Still, the central bank concedes that changes in the retail industry could have altered inflation dynamics. Consider the spread of e-commerce, which increases competition, but also allows retailers to reach more customers at a lower cost. StatsCan is so new to tracking digital sales that it can’t adjust for seasonality. It’s unadjusted data shows Canadian retail e-commerce increased almost 47 per cent in May from a year earlier. That represents only 2.3 per cent of total retail trade, but growth like that suggests something meaningful is happening in the way goods are bought and sold.

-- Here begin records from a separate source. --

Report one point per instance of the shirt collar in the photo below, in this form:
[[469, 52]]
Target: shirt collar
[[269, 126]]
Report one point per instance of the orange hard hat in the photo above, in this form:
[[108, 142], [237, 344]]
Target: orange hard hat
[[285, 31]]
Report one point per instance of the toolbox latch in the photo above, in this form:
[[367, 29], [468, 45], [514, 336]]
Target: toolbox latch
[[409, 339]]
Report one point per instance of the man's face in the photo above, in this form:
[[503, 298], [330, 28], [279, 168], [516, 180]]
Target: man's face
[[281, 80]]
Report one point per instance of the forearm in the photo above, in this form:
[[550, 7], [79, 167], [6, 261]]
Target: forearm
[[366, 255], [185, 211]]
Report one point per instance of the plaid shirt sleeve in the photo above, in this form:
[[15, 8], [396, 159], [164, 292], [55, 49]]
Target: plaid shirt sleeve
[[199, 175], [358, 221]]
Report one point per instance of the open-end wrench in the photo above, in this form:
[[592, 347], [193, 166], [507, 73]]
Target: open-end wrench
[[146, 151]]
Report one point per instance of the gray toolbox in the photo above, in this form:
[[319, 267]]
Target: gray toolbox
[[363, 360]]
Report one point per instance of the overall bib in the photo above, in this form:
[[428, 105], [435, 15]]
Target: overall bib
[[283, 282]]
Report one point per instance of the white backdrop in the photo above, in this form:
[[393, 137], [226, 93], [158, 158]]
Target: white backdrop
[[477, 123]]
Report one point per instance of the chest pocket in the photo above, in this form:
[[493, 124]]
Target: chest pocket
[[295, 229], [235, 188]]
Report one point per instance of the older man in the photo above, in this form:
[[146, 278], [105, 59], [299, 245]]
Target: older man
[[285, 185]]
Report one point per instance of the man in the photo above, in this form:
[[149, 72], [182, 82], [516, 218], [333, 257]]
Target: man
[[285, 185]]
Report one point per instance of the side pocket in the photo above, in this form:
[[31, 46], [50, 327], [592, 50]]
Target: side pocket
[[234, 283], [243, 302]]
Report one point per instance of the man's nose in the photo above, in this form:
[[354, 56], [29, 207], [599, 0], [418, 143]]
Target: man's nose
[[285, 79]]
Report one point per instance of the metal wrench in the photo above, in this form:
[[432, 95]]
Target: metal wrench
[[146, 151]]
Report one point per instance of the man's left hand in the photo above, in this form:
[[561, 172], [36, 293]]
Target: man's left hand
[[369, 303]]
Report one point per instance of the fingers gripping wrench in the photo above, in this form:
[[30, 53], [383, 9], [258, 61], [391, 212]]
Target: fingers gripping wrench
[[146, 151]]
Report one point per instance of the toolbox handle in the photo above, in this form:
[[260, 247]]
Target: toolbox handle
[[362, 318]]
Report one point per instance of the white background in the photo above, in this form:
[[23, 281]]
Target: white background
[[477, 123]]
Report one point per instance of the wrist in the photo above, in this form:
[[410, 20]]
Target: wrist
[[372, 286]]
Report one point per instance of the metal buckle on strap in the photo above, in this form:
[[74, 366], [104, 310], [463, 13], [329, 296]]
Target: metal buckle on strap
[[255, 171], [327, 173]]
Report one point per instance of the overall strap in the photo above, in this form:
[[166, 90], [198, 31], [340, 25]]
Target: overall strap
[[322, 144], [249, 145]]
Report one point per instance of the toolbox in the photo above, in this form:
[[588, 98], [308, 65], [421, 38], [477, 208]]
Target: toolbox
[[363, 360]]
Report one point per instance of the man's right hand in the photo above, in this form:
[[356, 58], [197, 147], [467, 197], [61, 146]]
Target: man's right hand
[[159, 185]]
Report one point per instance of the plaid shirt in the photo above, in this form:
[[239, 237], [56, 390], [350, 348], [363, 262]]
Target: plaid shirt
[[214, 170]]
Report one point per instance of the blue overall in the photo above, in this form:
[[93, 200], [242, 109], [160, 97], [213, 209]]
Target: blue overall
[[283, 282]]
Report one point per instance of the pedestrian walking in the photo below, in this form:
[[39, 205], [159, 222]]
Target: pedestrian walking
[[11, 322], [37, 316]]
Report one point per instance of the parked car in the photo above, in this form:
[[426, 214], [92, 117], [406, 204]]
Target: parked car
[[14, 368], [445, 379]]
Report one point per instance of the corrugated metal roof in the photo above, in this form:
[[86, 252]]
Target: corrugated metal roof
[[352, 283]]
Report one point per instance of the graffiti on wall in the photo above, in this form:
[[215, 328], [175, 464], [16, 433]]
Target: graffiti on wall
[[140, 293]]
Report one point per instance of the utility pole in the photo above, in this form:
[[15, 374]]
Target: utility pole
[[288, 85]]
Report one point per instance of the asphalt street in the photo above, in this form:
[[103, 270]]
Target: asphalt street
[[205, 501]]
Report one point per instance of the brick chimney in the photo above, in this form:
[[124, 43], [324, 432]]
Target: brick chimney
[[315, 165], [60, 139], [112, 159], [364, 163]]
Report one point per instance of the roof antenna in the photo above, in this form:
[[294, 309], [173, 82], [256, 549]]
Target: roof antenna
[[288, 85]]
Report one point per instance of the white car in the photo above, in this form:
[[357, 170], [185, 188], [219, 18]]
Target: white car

RELATED: What weak inflation means for Canadian consumers

Glass half empty:
In isolation, the inflation data imply that the Bank of Canada made a mistake by raising interest rates. The central bank aims to keep the CPI at the midpoint of a comfort zone that stretches from one per cent to three per cent. Typically, inflation of one per cent signals economic weakness because there is too little demand to force prices higher. The central bank made clear that it thinks current readings of inflation are sending false signals. There will be questions about that judgment until the CPI moves higher.

Bottom line:
The Bank of Canada’s only official mandate is to keep the CPI at two per cent, and it has assured us that inflation is coming. Stronger retail sales bolster that case, although StatsCan noted that if not for automobile sales, retail trade would have been little changed in May. Ultimately, with inflation weak, the Bank of Canada will feel little pressure to raise interest rates quickly. The trip back to a more typical interest-rate setting could be a slow one.